Der Wunsch nach praktischen, handfesten Tätigkeiten bildet auch die Entscheidungsgrundlage für diejenigen Jugendlichen, die ein Duales Studium begonnen haben oder die sich für eine handwerkliche Ausbildung als Vorbereitung auf ein Studium entschieden haben. Der handwerkliche Aspekt ist daher auch bei ihnen die Grundlage für Studienfachentscheidungen wie „Bauingenieur Plus“ oder – geplant für den Anschluss an die Ausbildung – Maschinenbau, Zahnmedizin, Architektur bzw. Innenarchitektur.
„Das Ergebnis zeigt die Durchlässigkeit der dualen Ausbildung und macht deutlich, dass eine Ausbildung im Handwerk gerade für Abiturienten zahlreiche Möglichkeiten offenhält“, meint Harald Herrmann, Präsident der Handwerkskammer Reutlingen. „Das sind die potenziellen Führungskräfte und Betriebsinhaber der Zukunft“, so Herrmann weiter.
Immer wieder wird von den Jugendlichen auch das Zusammenspiel von Theorie und Praxis genannt; aber auch ein handwerklicher familiärer Hintergrund – bis hin zu einer möglichen Betriebsübernahme – kann Grund für eine Ausbildung im Handwerk sein.
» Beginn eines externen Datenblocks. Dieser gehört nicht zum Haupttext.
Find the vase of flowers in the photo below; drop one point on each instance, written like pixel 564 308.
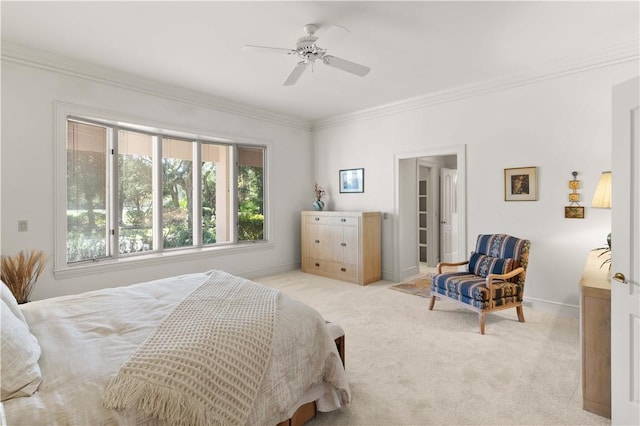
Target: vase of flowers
pixel 20 272
pixel 320 192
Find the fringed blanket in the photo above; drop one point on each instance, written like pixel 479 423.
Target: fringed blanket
pixel 204 363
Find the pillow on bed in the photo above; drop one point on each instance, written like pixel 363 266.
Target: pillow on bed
pixel 19 357
pixel 12 303
pixel 483 265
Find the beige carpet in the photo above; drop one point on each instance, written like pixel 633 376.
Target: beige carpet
pixel 411 366
pixel 420 286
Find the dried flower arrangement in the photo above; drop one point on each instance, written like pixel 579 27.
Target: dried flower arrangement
pixel 20 272
pixel 320 192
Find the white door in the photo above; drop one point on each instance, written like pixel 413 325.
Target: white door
pixel 448 216
pixel 625 260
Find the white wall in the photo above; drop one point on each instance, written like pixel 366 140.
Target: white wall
pixel 558 125
pixel 27 171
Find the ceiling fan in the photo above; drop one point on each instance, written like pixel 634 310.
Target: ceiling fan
pixel 308 52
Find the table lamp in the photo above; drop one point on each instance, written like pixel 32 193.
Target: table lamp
pixel 602 197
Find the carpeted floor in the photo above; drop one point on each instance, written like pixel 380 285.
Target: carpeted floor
pixel 420 286
pixel 411 366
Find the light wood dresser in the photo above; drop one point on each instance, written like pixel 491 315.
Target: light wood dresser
pixel 342 245
pixel 595 313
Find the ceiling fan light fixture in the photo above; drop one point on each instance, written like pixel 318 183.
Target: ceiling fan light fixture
pixel 308 52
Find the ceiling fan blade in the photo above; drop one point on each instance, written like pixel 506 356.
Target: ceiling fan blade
pixel 345 65
pixel 295 74
pixel 252 48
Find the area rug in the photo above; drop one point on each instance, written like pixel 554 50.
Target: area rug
pixel 418 287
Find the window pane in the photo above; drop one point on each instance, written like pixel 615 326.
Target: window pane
pixel 215 194
pixel 87 231
pixel 177 193
pixel 250 194
pixel 135 192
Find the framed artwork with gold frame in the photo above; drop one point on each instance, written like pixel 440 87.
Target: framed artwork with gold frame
pixel 574 212
pixel 521 184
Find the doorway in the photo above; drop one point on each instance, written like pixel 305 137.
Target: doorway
pixel 437 210
pixel 407 244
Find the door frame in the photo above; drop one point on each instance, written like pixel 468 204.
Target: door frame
pixel 405 255
pixel 625 290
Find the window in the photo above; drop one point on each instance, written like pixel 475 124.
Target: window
pixel 131 191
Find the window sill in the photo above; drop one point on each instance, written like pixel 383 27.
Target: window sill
pixel 146 260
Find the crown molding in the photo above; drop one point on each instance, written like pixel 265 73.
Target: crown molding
pixel 27 56
pixel 612 55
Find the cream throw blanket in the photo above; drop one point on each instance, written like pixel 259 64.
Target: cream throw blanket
pixel 204 363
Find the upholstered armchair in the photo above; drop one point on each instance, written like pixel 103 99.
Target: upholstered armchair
pixel 492 280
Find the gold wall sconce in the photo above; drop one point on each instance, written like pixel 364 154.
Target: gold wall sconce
pixel 574 210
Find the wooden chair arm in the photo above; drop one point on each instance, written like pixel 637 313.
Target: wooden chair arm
pixel 503 277
pixel 446 264
pixel 506 276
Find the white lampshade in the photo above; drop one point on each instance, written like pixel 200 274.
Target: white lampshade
pixel 602 197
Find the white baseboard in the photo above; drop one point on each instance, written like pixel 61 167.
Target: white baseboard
pixel 557 308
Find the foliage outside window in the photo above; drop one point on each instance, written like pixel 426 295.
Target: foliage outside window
pixel 131 192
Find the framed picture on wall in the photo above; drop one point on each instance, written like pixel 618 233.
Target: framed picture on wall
pixel 574 212
pixel 521 184
pixel 351 180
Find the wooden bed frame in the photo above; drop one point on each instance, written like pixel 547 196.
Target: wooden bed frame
pixel 308 411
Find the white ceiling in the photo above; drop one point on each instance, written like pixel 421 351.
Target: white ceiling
pixel 413 48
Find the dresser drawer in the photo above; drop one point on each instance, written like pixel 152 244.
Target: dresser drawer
pixel 344 272
pixel 332 220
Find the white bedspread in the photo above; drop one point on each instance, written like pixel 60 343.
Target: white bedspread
pixel 86 338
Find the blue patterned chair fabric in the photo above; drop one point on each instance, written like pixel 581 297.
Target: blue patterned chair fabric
pixel 493 280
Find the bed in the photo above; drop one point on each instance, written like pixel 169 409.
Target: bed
pixel 108 356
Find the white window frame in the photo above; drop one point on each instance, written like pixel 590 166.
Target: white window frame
pixel 62 112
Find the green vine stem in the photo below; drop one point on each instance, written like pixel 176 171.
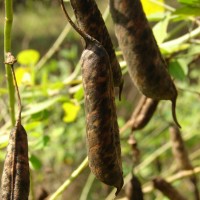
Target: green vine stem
pixel 7 48
pixel 73 176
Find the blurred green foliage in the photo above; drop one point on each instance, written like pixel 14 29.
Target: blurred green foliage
pixel 53 99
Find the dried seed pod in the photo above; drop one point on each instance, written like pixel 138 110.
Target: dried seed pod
pixel 181 156
pixel 133 189
pixel 167 189
pixel 146 65
pixel 15 177
pixel 143 112
pixel 91 22
pixel 102 128
pixel 134 147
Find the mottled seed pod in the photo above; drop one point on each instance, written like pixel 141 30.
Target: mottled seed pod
pixel 101 137
pixel 143 113
pixel 104 153
pixel 90 20
pixel 133 189
pixel 15 178
pixel 146 65
pixel 167 189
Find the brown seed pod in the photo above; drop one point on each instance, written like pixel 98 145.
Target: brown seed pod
pixel 143 112
pixel 91 22
pixel 103 142
pixel 167 189
pixel 146 65
pixel 181 156
pixel 15 178
pixel 133 189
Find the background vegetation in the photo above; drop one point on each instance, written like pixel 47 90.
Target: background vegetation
pixel 48 74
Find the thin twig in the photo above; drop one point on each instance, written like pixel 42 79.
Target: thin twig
pixel 87 187
pixel 7 48
pixel 173 178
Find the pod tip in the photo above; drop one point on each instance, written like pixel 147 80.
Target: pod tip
pixel 174 113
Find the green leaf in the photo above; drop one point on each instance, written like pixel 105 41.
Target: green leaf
pixel 3 141
pixel 35 162
pixel 71 110
pixel 79 94
pixel 186 10
pixel 32 125
pixel 176 70
pixel 38 107
pixel 28 57
pixel 194 3
pixel 42 142
pixel 3 91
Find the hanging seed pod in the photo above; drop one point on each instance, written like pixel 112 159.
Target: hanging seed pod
pixel 167 189
pixel 133 189
pixel 143 112
pixel 101 125
pixel 15 178
pixel 90 20
pixel 146 65
pixel 135 150
pixel 181 156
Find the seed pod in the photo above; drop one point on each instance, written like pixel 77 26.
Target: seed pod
pixel 101 126
pixel 181 156
pixel 167 189
pixel 146 65
pixel 15 178
pixel 135 150
pixel 133 189
pixel 143 112
pixel 91 22
pixel 101 138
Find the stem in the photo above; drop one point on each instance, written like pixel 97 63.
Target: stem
pixel 88 185
pixel 147 162
pixel 18 95
pixel 7 48
pixel 73 176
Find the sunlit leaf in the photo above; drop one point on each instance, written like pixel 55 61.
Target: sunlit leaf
pixel 35 162
pixel 3 91
pixel 79 94
pixel 3 141
pixel 193 3
pixel 32 125
pixel 71 110
pixel 176 70
pixel 23 76
pixel 185 10
pixel 28 57
pixel 152 7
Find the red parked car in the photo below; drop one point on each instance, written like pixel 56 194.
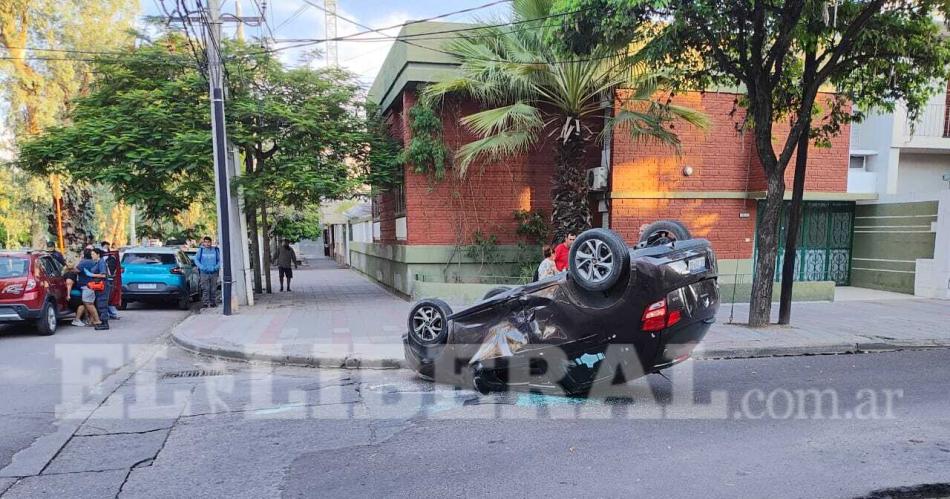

Weitere Gründe sind der direkte Kontakt mit Kunden oder dass zum Beispiel am Ende des Tages ein fertiges Produkt zu sehen ist. Positiv erwähnt wird auch die Vielfalt und der Abwechslungsreichtum handwerklichen Arbeitens.
Hohe Rate an Studienabbrechern
Rund 26 Prozent der befragten Jugendlichen hatten bereits ein Studium nach dem Abitur begonnen; drei Viertel von ihnen hatten es allerdings abgebrochen. Nur etwa jeder fünfte Studienanfänger hat sein Studium auch abgeschlossen und erst dann eine Ausbildung begonnen.
Zufrieden mit ihrer Ausbildung zeigten sich rund 90 Prozent der Abiturienten: „Das ist ein hervorragender Wert“, meint Harald Herrmann. Erfreulich auch deshalb, weil immer mehr junge Abiturienten den Weg ins Handwerk finden: 12,7 Prozent der Auszubildenden unter den neu abgeschlossenen Ausbildungsverträgen hat inzwischen Abitur, 2009 lag der Wert noch bei 4,9 Prozent.
„Wenn es dennoch Probleme am Arbeitsplatz gibt, dann sollten sich die Jugendlichen direkt an die Ausbildungsberater der Kammer wenden“, so Herrmann. „Das Beratungsangebot ist bei Betrieben und Auszubildenden bestens bekannt.“
Auf die Frage, ob vor der Ausbildung bereits eine andere Tätigkeit ausgeübt wurde, antworteten 40 Prozent der Teilnehmer der Umfrage mit Ja, 60 Prozent mit Nein. Das Spektrum der Tätigkeiten reicht von einfachen Helfertätigkeiten und Lagerarbeiten bis hin zu sozialen Diensten (FSJ) oder einer kaufmännischen oder industriellen Ausbildung.